Thu Oct 14, 2010 at 05:53:35 AM EDT


In 2005 Charlie Bass pushed a tax credit that would directly help his nephew's company.  A meeting between the company and Bush's energy secretary was also arranged, as the company's newsletter noted.  Bass now denies having anything to do with arranging that meeting.

Before leaving office Bass bought between $500,000 to $1,000,000 in private stock in the same company, according to his House disclosure form.  And just days after leaving Congress, Bass joined the board of directors of the company. A later disclosure form reveals that the stock is now worth between $1 and $5 million.

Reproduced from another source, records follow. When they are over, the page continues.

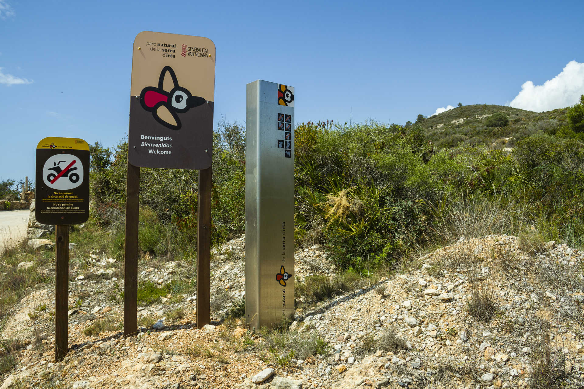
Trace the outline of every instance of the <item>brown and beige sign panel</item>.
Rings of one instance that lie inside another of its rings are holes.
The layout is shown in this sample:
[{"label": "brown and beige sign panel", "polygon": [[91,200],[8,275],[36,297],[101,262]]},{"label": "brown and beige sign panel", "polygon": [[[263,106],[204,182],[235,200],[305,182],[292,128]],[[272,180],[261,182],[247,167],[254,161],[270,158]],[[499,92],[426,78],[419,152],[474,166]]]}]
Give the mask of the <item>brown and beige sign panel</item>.
[{"label": "brown and beige sign panel", "polygon": [[142,167],[211,166],[215,44],[145,31],[132,59],[128,158]]}]

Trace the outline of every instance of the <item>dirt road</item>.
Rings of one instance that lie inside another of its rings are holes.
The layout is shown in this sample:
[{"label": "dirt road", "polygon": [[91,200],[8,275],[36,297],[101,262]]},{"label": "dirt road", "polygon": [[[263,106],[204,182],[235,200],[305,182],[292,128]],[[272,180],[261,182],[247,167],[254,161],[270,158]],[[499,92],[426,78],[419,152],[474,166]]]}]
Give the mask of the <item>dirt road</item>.
[{"label": "dirt road", "polygon": [[28,209],[0,212],[0,253],[26,236]]}]

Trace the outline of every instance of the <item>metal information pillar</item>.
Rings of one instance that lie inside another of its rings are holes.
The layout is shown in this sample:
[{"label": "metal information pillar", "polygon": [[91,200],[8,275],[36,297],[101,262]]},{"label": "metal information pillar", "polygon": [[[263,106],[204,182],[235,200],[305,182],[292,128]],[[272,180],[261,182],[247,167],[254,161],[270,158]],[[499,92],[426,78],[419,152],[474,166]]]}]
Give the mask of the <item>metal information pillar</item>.
[{"label": "metal information pillar", "polygon": [[256,330],[294,317],[294,88],[247,85],[245,317]]}]

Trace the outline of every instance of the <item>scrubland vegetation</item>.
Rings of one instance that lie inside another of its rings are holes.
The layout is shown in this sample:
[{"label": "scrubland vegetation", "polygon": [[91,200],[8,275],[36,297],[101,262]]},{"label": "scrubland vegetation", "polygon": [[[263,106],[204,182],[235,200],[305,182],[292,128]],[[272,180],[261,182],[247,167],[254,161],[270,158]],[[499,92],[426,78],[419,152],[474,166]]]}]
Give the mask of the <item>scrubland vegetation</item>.
[{"label": "scrubland vegetation", "polygon": [[[584,246],[584,96],[574,107],[547,113],[459,104],[430,118],[418,115],[415,123],[405,126],[374,121],[348,125],[311,122],[298,124],[294,134],[297,248],[319,244],[336,267],[331,276],[314,275],[297,281],[296,306],[300,310],[366,285],[377,285],[375,292],[383,297],[388,292],[385,284],[377,283],[383,276],[399,268],[419,268],[421,264],[416,260],[421,254],[460,237],[515,235],[519,250],[531,255],[542,252],[544,243],[550,240],[572,248]],[[83,269],[88,261],[107,258],[105,266],[114,268],[113,271],[86,272],[85,278],[112,281],[111,290],[95,293],[105,293],[119,304],[123,291],[115,281],[123,274],[127,143],[122,141],[113,148],[95,143],[90,149],[91,217],[82,228],[72,227],[70,241],[75,248],[70,268]],[[245,232],[245,128],[237,123],[220,123],[213,143],[211,236],[215,247]],[[141,281],[140,304],[154,304],[162,299],[178,303],[194,293],[196,280],[182,276],[196,274],[197,173],[141,169],[141,265],[161,268],[166,262],[177,261],[181,276],[164,285]],[[4,181],[0,189],[14,194],[13,184]],[[492,250],[492,257],[498,258],[512,278],[512,254]],[[1,254],[0,318],[5,318],[26,288],[51,283],[54,279],[48,269],[53,252],[39,255],[23,242]],[[234,254],[230,247],[221,255],[230,259]],[[454,272],[472,268],[474,260],[470,254],[451,253],[435,258],[426,271],[428,276],[439,276],[446,269]],[[574,277],[571,272],[562,273],[564,268],[556,264],[543,267],[537,278],[566,290],[581,289],[581,284],[574,287],[570,283]],[[492,282],[479,282],[472,274],[469,279],[472,298],[464,309],[481,323],[501,318]],[[78,297],[78,309],[85,298]],[[230,299],[221,288],[214,292],[212,311],[224,308]],[[581,323],[581,310],[576,305],[562,314]],[[45,304],[38,309],[46,309]],[[245,300],[239,299],[227,310],[224,324],[230,331],[222,336],[229,337],[241,325],[237,318],[245,313]],[[179,307],[165,315],[175,323],[187,313]],[[139,325],[150,328],[155,321],[147,316]],[[515,323],[503,327],[513,334],[517,331]],[[540,334],[536,337],[540,340],[532,345],[530,385],[557,387],[563,370],[554,367],[556,362],[550,359],[549,323],[541,323],[536,332]],[[245,332],[242,341],[233,341],[236,351],[239,348],[253,351],[266,363],[281,366],[298,359],[314,361],[330,351],[317,332],[288,331],[289,324],[259,329],[265,339],[261,345],[250,337],[251,332]],[[98,335],[119,330],[120,326],[100,318],[84,334]],[[444,336],[458,336],[455,330],[449,331]],[[406,344],[398,332],[389,327],[379,337],[364,336],[355,355],[399,353]],[[43,336],[39,333],[34,347],[43,347]],[[0,370],[5,373],[15,365],[17,352],[26,345],[0,340]],[[209,349],[194,347],[185,354],[227,363],[218,352]],[[447,373],[439,369],[436,374],[446,377]]]},{"label": "scrubland vegetation", "polygon": [[[520,235],[531,226],[543,239],[580,247],[582,106],[536,114],[465,106],[406,127],[299,124],[297,244],[319,243],[340,268],[361,274],[461,236]],[[446,124],[436,129],[439,123]],[[465,139],[449,140],[462,133]],[[511,138],[501,142],[505,137]],[[112,149],[91,148],[93,222],[106,232],[102,248],[118,258],[123,255],[127,149],[125,142]],[[221,123],[213,150],[216,244],[245,230],[245,170],[244,128]],[[197,171],[141,170],[144,253],[192,258],[197,180]]]}]

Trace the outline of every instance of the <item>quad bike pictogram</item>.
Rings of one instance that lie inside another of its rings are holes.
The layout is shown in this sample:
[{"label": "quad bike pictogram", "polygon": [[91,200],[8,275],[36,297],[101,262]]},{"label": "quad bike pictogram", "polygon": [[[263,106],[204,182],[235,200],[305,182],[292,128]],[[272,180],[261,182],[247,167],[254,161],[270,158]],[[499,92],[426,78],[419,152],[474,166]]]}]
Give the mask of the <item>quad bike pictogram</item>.
[{"label": "quad bike pictogram", "polygon": [[[63,163],[65,163],[65,161],[59,161],[58,162],[53,163],[53,164],[54,166],[54,167],[51,167],[48,170],[54,170],[55,173],[51,173],[48,176],[47,176],[47,180],[48,181],[48,182],[50,183],[52,182],[53,180],[55,179],[55,177],[57,177],[57,175],[61,171],[62,171],[62,169],[61,169],[61,166],[59,166],[59,164],[61,162],[62,162]],[[77,170],[77,167],[70,167],[67,171],[63,173],[63,174],[61,177],[66,177],[68,178],[69,181],[71,181],[72,183],[77,183],[78,181],[79,181],[79,174],[78,174],[76,173],[71,173],[71,171]],[[71,174],[69,174],[69,173]]]}]

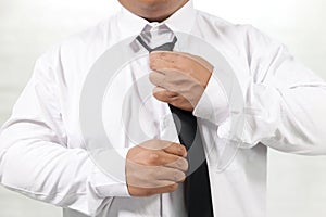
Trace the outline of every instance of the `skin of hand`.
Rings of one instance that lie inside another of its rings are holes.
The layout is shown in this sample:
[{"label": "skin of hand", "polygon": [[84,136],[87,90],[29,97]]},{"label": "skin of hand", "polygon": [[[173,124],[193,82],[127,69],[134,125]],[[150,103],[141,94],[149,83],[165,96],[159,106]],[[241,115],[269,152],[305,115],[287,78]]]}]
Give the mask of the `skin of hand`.
[{"label": "skin of hand", "polygon": [[150,53],[153,95],[175,107],[192,112],[212,76],[213,66],[204,59],[183,52]]},{"label": "skin of hand", "polygon": [[131,196],[170,193],[185,181],[186,148],[164,140],[149,140],[131,148],[126,157],[126,181]]}]

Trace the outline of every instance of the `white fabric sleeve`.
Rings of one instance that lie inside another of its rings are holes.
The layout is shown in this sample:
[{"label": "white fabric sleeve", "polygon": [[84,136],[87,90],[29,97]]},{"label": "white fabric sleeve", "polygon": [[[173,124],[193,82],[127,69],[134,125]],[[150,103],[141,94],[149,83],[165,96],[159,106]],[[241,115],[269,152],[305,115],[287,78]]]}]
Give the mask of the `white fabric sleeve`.
[{"label": "white fabric sleeve", "polygon": [[67,148],[57,69],[43,59],[0,131],[0,182],[32,199],[95,216],[108,199],[129,196],[126,182],[104,175],[82,146]]},{"label": "white fabric sleeve", "polygon": [[[326,82],[296,61],[285,46],[251,26],[247,28],[243,38],[249,65],[243,68],[250,68],[249,79],[239,80],[244,90],[243,130],[230,133],[229,116],[217,123],[218,137],[241,141],[248,149],[261,142],[288,153],[326,154]],[[217,93],[209,89],[208,94],[221,95],[217,85],[214,87]],[[225,107],[227,114],[225,105],[220,110]]]}]

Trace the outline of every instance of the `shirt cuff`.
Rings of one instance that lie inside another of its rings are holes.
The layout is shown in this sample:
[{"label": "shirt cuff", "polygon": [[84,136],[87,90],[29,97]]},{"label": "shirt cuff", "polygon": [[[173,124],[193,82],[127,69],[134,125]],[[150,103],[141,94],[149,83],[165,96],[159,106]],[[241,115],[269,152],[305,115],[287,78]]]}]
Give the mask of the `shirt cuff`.
[{"label": "shirt cuff", "polygon": [[[129,149],[120,149],[113,150],[114,154],[120,158],[118,162],[112,166],[112,170],[117,171],[118,175],[110,175],[109,171],[101,169],[98,165],[95,164],[93,171],[90,176],[90,186],[99,197],[110,197],[110,196],[121,196],[121,197],[130,197],[126,176],[126,156]],[[118,177],[118,178],[117,178]]]},{"label": "shirt cuff", "polygon": [[193,115],[220,125],[229,116],[229,102],[226,91],[215,74],[214,71],[193,110]]}]

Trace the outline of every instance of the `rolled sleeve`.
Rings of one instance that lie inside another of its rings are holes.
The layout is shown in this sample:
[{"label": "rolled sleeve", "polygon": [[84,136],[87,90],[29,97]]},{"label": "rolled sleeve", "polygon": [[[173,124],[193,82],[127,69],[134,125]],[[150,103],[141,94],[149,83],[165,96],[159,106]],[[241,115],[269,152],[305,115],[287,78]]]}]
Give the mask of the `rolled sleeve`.
[{"label": "rolled sleeve", "polygon": [[222,124],[229,116],[227,94],[215,71],[193,110],[193,115],[213,122],[216,125]]}]

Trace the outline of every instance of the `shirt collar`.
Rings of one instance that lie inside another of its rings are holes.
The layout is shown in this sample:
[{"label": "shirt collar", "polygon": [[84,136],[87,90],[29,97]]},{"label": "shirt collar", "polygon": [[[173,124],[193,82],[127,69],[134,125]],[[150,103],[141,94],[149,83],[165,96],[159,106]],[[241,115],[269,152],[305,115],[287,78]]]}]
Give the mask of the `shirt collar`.
[{"label": "shirt collar", "polygon": [[173,31],[189,34],[196,20],[196,13],[193,2],[192,0],[189,0],[183,8],[161,23],[150,23],[123,7],[118,12],[116,20],[118,28],[125,37],[138,35],[147,24],[151,26],[166,24]]}]

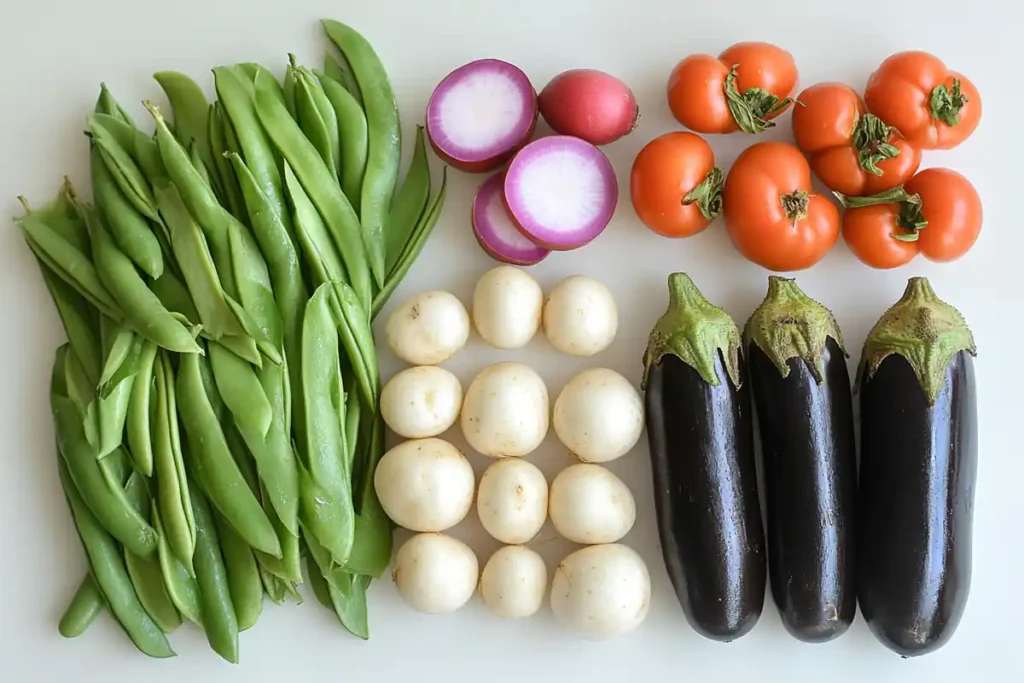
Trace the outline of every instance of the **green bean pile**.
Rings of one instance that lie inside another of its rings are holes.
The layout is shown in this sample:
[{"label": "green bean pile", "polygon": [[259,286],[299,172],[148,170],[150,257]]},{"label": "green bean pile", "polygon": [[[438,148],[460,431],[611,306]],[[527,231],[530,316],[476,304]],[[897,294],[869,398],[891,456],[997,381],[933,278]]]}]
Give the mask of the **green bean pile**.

According to Kevin Landrigan, who broke the story:

A leading ethics watchdog said if Bass bought stock while in Congress and later helped set up a meeting with a Bush administration official, this would clearly violate House ethics rules.

"This would have clearly been a conflict of interest and clearly an even more serious one had he not disclosed to the Energy Department he already had a financial interest in the company," said Melanie Sloan, executive director of Citizens for Responsible Ethics in Washington.

"This is not a close call. We don't have all that many members of Congress who have been found to have engaged in this conduct. Even those accused of this have faced some serious charges. If the facts were as you explained, this would be a big deal."

Bass is now claiming that his own disclosure form is mistaken, and he bought the stock in 2007.

Whatever.  To me this is exhibit A on the sleazy nature of revolving door Washington politics.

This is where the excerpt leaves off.